> For clean Markdown content of this page, append .md to this URL. For the complete documentation index, see https://docs.nvidia.com/dynamo/llms.txt. For full content including API reference and SDK examples, see https://docs.nvidia.com/dynamo/llms-full.txt.

# RDMA / InfiniBand on AKS

# RDMA / InfiniBand on AKS

This guide covers setting up RDMA over InfiniBand on AKS for high-performance disaggregated inference with Dynamo. RDMA enables direct memory access between GPUs across nodes, bypassing CPU and kernel overhead — critical for low-latency KV cache transfer between prefill and decode workers.

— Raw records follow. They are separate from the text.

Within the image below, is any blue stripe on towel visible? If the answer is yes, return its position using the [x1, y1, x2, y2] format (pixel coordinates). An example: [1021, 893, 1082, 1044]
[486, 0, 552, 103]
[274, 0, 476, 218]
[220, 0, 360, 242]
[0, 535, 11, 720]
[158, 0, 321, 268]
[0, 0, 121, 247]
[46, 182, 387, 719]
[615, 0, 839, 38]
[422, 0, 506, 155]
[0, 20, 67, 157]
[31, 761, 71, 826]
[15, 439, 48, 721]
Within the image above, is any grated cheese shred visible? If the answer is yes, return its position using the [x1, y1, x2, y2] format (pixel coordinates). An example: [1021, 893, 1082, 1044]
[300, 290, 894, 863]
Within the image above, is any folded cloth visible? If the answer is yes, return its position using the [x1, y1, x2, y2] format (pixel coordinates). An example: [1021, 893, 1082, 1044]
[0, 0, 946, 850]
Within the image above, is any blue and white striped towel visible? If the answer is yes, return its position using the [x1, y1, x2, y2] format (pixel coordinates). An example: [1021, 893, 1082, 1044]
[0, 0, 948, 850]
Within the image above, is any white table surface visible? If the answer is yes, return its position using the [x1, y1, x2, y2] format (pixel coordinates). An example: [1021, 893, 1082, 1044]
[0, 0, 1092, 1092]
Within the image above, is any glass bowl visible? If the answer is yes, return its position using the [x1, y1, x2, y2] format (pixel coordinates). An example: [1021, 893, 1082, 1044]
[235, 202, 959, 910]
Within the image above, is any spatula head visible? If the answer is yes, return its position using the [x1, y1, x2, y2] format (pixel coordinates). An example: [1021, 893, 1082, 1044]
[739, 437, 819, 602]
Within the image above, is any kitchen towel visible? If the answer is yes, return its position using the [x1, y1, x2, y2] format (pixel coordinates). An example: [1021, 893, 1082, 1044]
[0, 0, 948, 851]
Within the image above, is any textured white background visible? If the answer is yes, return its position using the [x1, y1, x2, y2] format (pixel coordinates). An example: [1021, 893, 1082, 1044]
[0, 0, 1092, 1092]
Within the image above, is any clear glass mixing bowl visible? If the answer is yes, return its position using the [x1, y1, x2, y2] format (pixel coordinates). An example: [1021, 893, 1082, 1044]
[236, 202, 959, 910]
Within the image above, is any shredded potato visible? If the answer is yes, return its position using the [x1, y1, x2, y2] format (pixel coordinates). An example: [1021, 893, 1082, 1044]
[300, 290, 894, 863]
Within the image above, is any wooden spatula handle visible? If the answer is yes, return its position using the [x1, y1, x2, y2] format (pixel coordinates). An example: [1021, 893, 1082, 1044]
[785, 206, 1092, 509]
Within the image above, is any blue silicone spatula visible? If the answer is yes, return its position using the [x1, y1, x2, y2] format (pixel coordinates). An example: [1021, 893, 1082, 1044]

Without RDMA, disaggregated inference falls back to TCP with severe performance degradation (~98s TTFT vs ~200-500ms with RDMA). See the [Disaggregated Communication Guide](/dynamo/dev/kubernetes-deployment/deployment-guide/disagg-communication) for details on transport options and performance expectations.

<Note>
The Network Operator and NicClusterPolicy steps in this guide are based on the [Azure AKS RDMA InfiniBand](https://github.com/Azure/aks-rdma-infiniband) repository. That project is open-source and not covered by Microsoft Azure support — file issues on the GitHub repository.
</Note>

## Prerequisites

**AKS cluster with RDMA-capable nodes:**

- At least **2 GPU nodes** to enable cross-node RDMA communication
- **ND-series VMs** with Mellanox ConnectX InfiniBand NICs (e.g., `Standard_ND96asr_v4`, `Standard_ND96isr_H100_v5`)
- **Ubuntu OS** on the node pool (required for NVIDIA driver compatibility)
- GPU driver installation **skipped** on the node pool (`--skip-gpu-driver-install`) — see [GPU Node Pool Setup](/dynamo/dev/kubernetes-deployment/cloud-provider-guides/azure/aks-setup#step-2-add-a-gpu-node-pool)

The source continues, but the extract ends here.